The following diagram shows the key steps for building a web data extraction agent. We provide links for other topics which will explain each of these steps in further detail.
In this section, we cover the identification of data elements on your target website and create a web data extraction agent. We'll work through each of the above steps with examples that match common web data extraction usage, so you can get comfortable building your own agents.
We cover these topics in this section:
- Choosing a Start URL
- Select the Content to Capture
- Refine Your Data (optional)
- Output Data Format
- Test Your Agent
- Run Your Agent
After you get comfortable creating an agent, you can learn more about the Sequentum Enterprise Editor.
Choosing a Start URL
The Start URL is the place where you begin data collection and corresponds to the starting point of your web data extraction agent.
In the following sections, we'll use the Cruise Direct website for our example.
Note: In this example, we start from the Cruise Direct home page, however, if the data you require is not located on a website home page, you can start the agent from a website sub-page. This approach will make the agent more efficient, so it’s worth taking the time to be more specific.
1. We start by pasting the start web page URL from the target website (http://www.cruisedirect.com) into the Sequentum Enterprise Address Bar.
2. Next, click the Blue Play button to load the Cruise Direct home page.
Note: you can also press the Enter key to load the Cruise Direct home page.
Sequentum Enterprise with Cruise Direct home page loaded
In the next section, Select the Content to Capture, we will continue to use the Cruise Direct website data for our example.

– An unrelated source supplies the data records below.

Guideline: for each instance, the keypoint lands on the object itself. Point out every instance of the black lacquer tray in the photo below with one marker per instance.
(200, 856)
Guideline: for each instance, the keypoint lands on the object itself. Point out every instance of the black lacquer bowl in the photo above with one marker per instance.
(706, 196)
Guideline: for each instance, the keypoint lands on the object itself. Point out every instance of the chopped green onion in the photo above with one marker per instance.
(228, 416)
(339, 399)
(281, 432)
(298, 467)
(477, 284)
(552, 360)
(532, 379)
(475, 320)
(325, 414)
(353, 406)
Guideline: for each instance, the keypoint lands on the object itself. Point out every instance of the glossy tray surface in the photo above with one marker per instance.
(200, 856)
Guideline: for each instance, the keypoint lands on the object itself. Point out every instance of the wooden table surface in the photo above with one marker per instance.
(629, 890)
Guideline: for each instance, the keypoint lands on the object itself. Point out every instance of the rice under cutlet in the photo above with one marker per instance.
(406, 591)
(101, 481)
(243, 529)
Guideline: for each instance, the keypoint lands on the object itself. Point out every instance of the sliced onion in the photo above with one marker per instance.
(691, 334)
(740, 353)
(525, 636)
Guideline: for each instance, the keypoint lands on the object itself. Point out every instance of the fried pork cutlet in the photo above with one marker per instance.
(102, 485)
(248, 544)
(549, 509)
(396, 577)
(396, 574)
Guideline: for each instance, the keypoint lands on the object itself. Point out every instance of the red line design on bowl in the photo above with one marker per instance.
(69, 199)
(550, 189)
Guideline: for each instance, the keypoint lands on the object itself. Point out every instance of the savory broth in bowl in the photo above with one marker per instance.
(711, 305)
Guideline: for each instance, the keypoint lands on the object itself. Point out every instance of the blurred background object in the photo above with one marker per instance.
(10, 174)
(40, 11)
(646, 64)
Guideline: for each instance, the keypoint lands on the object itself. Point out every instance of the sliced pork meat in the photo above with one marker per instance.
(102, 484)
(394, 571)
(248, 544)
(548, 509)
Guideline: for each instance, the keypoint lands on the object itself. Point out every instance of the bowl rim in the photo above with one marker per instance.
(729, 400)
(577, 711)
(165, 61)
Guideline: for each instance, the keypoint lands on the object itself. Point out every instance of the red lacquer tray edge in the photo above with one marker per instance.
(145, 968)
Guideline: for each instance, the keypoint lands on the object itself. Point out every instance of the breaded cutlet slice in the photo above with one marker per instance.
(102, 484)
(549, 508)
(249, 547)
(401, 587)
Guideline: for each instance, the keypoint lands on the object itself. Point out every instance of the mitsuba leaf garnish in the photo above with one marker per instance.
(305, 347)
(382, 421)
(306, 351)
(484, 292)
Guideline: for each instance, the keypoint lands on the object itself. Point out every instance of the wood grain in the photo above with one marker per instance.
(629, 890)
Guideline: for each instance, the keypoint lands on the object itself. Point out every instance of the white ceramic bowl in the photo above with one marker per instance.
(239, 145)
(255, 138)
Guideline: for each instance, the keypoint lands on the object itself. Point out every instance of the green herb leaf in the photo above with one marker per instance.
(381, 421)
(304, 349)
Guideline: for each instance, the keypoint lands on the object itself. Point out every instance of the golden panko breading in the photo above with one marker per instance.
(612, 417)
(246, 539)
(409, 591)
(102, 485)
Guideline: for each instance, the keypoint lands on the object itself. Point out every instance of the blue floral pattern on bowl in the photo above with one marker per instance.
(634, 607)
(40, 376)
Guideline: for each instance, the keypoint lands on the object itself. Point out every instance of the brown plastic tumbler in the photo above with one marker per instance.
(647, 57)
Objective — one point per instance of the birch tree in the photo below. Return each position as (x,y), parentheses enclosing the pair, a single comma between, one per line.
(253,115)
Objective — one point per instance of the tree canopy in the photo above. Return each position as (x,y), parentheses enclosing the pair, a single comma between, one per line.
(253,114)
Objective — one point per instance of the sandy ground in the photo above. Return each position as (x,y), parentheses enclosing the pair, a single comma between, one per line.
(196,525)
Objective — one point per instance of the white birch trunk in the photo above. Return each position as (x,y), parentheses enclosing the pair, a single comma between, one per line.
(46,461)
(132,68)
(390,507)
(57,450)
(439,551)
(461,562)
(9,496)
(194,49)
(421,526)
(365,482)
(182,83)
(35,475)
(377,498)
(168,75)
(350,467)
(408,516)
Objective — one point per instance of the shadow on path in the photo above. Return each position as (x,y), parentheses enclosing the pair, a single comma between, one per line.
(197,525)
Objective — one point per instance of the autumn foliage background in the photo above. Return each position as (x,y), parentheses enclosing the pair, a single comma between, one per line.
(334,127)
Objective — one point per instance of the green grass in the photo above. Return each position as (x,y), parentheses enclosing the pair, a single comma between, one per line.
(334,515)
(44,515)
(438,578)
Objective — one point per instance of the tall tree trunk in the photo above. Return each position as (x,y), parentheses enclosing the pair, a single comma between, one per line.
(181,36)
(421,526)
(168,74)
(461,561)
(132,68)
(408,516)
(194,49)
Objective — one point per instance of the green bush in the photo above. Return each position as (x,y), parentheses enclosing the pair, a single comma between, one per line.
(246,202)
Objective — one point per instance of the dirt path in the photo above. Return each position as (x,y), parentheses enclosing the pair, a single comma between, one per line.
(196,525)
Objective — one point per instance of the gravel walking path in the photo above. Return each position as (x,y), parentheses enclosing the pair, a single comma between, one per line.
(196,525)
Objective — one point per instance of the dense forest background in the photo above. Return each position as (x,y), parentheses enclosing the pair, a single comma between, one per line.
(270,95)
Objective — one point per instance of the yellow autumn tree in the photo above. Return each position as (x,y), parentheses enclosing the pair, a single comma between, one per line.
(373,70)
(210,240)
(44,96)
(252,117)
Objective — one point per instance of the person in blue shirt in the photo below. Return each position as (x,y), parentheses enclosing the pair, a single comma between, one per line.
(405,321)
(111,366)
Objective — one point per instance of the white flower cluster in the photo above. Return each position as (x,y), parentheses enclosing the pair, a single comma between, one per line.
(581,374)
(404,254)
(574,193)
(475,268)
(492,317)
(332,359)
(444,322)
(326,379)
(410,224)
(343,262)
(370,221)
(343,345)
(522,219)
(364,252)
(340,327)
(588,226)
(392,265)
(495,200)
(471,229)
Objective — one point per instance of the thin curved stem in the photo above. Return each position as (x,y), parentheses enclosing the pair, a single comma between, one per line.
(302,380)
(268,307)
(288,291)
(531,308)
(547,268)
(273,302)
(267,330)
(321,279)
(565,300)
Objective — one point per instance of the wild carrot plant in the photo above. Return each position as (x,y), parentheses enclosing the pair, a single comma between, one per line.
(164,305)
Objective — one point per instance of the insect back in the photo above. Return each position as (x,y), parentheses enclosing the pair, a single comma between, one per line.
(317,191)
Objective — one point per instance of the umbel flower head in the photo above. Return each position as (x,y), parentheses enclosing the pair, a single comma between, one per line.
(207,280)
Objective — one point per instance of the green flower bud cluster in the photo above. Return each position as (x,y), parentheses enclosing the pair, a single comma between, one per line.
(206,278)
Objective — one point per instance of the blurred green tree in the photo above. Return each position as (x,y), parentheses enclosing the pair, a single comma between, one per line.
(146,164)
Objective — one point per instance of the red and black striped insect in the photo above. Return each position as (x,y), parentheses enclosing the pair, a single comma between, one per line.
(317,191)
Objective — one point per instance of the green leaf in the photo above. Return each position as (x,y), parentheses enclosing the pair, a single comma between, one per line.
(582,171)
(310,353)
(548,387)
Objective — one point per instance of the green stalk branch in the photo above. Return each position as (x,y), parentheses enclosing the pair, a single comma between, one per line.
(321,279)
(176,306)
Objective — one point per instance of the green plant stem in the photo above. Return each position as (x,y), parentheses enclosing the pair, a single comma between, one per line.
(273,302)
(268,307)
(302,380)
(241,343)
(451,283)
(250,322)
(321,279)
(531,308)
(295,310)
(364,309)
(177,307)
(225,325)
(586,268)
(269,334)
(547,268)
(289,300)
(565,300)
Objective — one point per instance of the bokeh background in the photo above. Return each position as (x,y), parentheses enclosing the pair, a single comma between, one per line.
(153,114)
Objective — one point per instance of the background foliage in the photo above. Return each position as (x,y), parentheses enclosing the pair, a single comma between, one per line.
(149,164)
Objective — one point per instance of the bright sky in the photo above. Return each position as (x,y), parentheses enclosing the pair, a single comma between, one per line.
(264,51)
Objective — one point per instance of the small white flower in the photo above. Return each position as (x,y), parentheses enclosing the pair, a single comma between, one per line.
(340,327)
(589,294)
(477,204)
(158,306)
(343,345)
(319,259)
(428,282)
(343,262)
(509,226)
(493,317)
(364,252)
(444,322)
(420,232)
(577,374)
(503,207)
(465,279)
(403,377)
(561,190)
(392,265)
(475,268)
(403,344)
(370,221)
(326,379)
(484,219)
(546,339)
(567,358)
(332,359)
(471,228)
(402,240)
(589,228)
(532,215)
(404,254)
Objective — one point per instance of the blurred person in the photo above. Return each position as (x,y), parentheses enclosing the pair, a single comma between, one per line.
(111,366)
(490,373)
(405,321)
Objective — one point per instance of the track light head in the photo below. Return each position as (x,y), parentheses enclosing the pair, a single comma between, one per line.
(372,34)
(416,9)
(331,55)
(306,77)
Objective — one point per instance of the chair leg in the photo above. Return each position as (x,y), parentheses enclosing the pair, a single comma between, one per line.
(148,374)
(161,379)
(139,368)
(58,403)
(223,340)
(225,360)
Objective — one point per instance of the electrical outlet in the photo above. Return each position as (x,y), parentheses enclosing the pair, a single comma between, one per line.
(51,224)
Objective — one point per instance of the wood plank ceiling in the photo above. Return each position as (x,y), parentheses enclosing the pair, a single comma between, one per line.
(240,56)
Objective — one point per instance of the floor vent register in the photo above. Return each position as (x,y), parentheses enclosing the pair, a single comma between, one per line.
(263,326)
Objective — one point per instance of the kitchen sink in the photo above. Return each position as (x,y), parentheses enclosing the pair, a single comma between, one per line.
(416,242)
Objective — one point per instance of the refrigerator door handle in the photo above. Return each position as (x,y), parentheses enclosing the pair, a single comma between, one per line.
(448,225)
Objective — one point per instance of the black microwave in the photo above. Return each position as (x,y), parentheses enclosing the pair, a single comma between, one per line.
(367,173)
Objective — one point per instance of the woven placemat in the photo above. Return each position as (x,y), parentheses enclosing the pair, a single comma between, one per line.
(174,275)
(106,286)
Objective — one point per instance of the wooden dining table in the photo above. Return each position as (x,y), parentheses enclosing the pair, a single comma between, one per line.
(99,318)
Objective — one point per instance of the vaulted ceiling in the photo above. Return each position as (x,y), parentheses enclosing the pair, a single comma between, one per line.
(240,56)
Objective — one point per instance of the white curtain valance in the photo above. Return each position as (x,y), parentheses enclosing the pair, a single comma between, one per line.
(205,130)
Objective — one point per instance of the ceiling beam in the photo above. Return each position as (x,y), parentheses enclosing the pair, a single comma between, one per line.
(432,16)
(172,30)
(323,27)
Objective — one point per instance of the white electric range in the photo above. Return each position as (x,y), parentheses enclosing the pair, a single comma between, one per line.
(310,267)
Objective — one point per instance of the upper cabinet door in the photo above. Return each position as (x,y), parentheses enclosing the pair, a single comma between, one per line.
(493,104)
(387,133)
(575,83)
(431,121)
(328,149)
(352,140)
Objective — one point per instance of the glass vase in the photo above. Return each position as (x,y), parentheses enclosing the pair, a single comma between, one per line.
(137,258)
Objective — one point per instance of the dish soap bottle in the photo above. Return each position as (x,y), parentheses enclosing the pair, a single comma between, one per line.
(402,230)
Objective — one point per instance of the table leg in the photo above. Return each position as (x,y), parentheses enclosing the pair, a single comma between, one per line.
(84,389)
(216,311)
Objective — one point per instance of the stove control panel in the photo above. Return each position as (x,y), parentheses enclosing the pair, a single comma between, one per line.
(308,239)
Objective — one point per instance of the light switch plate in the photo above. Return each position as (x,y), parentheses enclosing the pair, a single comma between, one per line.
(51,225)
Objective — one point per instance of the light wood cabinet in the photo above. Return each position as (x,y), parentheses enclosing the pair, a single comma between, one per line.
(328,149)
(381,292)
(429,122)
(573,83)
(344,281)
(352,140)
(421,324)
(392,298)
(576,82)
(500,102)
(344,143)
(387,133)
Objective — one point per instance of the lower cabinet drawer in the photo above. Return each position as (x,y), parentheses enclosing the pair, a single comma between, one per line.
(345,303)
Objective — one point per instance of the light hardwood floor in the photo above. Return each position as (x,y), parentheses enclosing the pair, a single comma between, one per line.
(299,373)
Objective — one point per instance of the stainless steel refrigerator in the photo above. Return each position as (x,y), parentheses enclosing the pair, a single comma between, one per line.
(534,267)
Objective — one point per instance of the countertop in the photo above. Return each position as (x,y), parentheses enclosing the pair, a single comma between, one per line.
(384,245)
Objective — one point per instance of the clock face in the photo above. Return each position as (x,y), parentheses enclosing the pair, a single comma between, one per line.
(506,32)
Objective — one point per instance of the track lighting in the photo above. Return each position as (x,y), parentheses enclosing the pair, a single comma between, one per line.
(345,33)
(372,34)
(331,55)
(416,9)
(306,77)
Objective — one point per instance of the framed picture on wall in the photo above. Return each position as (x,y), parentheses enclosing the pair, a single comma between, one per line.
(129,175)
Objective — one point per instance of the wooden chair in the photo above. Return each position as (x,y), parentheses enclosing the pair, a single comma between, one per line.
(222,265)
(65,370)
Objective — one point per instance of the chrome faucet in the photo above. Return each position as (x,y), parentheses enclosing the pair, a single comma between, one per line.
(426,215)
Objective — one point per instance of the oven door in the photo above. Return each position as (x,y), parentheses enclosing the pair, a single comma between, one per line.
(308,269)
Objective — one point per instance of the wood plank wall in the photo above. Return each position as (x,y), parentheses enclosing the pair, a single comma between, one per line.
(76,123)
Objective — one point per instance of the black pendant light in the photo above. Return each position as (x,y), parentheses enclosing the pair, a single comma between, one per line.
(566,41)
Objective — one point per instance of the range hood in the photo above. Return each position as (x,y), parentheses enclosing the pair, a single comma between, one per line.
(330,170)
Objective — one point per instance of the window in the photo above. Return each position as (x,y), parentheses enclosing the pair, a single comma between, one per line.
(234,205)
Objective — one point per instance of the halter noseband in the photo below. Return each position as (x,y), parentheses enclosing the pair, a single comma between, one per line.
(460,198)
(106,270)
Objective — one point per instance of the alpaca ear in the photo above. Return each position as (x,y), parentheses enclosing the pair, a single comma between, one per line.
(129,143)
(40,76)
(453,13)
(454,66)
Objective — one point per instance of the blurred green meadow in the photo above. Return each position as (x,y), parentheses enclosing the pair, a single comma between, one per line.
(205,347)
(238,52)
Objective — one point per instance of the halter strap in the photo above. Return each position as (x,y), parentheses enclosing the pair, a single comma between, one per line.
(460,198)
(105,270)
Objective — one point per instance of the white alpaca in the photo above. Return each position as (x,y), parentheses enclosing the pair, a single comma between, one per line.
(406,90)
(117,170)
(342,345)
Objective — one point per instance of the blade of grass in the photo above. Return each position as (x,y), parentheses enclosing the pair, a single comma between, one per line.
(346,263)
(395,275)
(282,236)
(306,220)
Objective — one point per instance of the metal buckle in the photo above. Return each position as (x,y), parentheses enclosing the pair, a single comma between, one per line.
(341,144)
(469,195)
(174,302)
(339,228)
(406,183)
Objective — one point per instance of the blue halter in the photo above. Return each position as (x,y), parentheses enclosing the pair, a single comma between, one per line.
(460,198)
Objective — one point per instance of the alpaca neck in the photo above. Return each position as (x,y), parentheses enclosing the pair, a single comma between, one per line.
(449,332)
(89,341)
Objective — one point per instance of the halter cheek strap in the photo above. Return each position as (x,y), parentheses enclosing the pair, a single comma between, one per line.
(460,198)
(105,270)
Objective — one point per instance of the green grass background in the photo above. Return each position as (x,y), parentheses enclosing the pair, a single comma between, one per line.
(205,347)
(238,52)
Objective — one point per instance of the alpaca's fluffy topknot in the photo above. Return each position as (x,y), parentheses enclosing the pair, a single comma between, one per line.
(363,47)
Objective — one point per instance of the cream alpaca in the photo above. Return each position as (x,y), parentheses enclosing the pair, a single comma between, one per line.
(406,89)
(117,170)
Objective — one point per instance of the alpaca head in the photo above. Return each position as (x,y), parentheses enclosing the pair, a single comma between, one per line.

Select the Content to Capture
In the previous section, we selected our Start URL and loaded the web page into Sequentum Enterprise. Next, you can select the data you want to capture and start building your web data extraction agent. In our Cruise Direct example, we plan to search for available cruise vacations and then extract details about each cruise.
1. First, we need to perform a search to retrieve the data for the available cruises. For this, we select the Blue Search button(Find your perfect cruise) element with the mouse, then click on it again to open the Sequentum Enterprise Message window.
Agent Explorer with new Search command linked to the new Search page
3. We are now ready to add commands to our agent to extract the cruise data. As we have multiple number of Cruises available in the same page, we will use a List to simplify the extraction for us. To capture the data element, move your mouse precisely over the data element you want until you see the data-capture box around it. Select the cruise name by clicking it once. Now in order to create a list you can scroll down and find the next cruise name that is available. Now press shift and click the new cruise name with the mouse which will select all the existing cruise names available.
First Cruise Line data element selected within Sequentum Enterprise
4. You will be able to see the count of the number of elements selected at the bottom left corner of the Agent window (highlighted in above image too). You can also check if the data is selected correctly by checking the Tree View in the Agent Explorer.
Check the Selected Elements from the Tree View in Agent Explorer
5. Now, Click on the cruise name again after selection, a dialogue box will appear that will ask to add the command to your agent. Then click the Capture Text option in order to create a list of all the cruise names.
Click On Capture Text to capture the data
6. Edit the web element names to rename and change the default names set by Sequentum Enterprise. Click on "Edit" in Configure Agent Command to do the same.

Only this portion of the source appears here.